Random projection GPs: Approximate original high-dimensional kernels to arbitrary accuracy as the number of projections $J\to\infty$ ; convergence rate is $O(J^{-1/2})$ under random projections (Delbridge et al., 2019).
Manifold GPs: Implicit manifold approaches converge to classic GP regression on the underlying data manifold, improving calibration and scalability (Fichera et al., 2023) (subject to model details).
Additive/projection methods: Projection pursuit and additive decomposition models are limited when the target is highly non-additive and $M$ is insufficient, or when learned directions are non-identifiable (Chen et al., 2020).

7. Applications and Benchmark Domains

Key applications of multidimensional GP regression include multi-task learning, emulation of computational simulators (e.g., spatio-temporal epidemiology, environmental modeling) (Semochkina et al., 14 Feb 2025), gene expression time series, geostatistics, volatility estimation (Wilson et al., 2011), and high-dimensional physics (e.g., plasma analysis (Mathews et al., 2021), molecular PES (Manzhos et al., 2021)). Performance is quantified via standardized MSE, log-likelihood, MAE, MASPE, RMSPE, and MGES metrics.

Table: Empirical accuracy for OPE vs.
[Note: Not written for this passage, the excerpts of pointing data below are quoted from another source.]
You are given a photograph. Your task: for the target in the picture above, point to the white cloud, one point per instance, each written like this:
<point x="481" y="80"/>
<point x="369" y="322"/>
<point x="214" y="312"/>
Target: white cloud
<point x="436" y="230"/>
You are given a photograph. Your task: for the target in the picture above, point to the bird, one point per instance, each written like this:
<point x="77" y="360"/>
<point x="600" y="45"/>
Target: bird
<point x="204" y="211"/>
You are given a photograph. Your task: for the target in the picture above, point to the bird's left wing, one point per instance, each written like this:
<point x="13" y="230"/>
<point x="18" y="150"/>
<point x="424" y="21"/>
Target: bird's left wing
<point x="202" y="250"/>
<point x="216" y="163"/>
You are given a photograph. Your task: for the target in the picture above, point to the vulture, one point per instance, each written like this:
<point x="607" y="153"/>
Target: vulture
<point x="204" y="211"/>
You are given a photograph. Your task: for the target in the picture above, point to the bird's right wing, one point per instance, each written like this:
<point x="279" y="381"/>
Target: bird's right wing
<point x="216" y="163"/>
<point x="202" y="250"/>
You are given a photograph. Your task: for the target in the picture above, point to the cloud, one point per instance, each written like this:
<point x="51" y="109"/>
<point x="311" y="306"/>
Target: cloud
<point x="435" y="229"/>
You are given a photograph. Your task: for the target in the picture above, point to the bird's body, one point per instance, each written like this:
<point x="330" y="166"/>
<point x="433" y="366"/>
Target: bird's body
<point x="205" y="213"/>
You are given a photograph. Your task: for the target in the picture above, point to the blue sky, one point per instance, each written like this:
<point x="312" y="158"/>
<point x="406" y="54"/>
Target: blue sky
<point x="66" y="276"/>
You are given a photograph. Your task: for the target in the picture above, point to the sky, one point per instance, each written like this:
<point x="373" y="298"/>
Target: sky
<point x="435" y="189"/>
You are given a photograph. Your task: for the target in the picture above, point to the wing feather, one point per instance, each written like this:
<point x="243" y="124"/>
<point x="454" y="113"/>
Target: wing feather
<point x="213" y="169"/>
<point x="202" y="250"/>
PPE (n=20 and n=50, influenza simulation) (Semochkina et al., 14 Feb 2025)

Metric	OPE n=20	PPE n=20	OPE n=50	PPE n=50
MASPE ≈1	2.758	0.736	2.142	0.664
RMSPE ↓	1.107	1.424	0.632	1.080
MGES ↑	-4.586e3	-0.270e3	-2.692e3	-0.037e3

Interpretation: OPE yields more accurate but less well-calibrated predictions for small samples. PPE improves calibration with a sufficiently large training set or unstructured outputs.

Multidimensional Gaussian Process Regression encompasses a comprehensive methodological and computational toolkit for high-dimensional, multi-output, and structured-input regression scenarios. By combining model-driven structure (additivity, projections, tensorization) with numerically scalable inference (sparse, Kronecker, variational), these approaches condense the flexibility of GPs to a range of practically and theoretically challenging regimes across domains.